Radio Show 9/5/12

Some good questions today:

1. How do you get dog slobber off the windows of your car?  Dip a wet sponge into some soda ash (washing soda, or sodium carbonate) and rub it on as you would a powder cleanser.  Rinse and wipe away.  If there are white streaks when it dries, they can be wiped away with a bit of vinegar on a sponge.

2. Bore stains.  Bore stains are ferric oxide (rust) caused by the oxidation of iron in the bore water by atmospheric oxygen.  The solution for removal is an acid.  And the best option is probably sulphamic acid, which you find in Easy Off BAM bathroom cleaner.  Spray it on, let it soak for a minute or two, and it should just wipe off.  Failing that, you could try powdered pool acid from Bunnings, or powdered citric acid (but I’m not sure where you can get that from).

3.  Demisting your windscreen.  I suggested a preventative approach – wiping the inside of your windscreen with dishwashing detergent.  But off air, a truckie called in and suggested hairspray.  That’s what I love about my radio show, clever ideas from listeners.  As it happens, if you do have a misty windscreen, hairspray would be an excellent way to demist it (with one caveat).

The reason it would work, is that hairspray is alcohol based.  We have seen that short chain alcohols possess the property to both mixed with oil and water to a degree.  In this case, the alcohol will break the surface tension of the little beads of water that are scattering the light as it passes through your windscreen, making it look opaque (misty).

Because the alcohol breaks the surface tension, it allows the drop to wet, or smear, across the surface so that it will not disrupt the passage of light, and therefore the mist disappears.

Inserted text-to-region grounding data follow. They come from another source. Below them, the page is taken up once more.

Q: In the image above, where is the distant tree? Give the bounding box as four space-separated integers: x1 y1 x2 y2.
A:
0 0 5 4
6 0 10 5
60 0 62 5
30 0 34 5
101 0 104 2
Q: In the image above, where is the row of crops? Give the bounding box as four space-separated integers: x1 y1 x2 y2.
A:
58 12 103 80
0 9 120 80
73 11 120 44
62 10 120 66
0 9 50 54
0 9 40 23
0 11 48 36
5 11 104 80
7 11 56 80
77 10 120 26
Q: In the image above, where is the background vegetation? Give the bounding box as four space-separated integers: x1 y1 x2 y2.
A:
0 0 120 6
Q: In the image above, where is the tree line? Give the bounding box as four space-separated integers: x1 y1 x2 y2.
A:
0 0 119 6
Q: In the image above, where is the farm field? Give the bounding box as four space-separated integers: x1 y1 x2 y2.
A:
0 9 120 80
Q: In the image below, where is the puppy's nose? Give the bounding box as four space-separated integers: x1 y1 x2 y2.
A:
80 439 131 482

The only problem with hairspray, however, is that it does not contain just alcohol – it also contains the resins that stick your hair together.  And I’d suggest that spraying sticky stuff on the inside of your windscreen is not a particularly good idea, as it will suck up dust and cause the light to scatter badly, particularly if you are driving into the sun.

So the best thing is just to spray alcohol by itself. In other words, use Glen 20.  Glen 20 is just an alcohol spray – that’s all it is.  So you could spray as much of that onto your windscreen as you want and it would do a really nice job of demisting in a jiffy.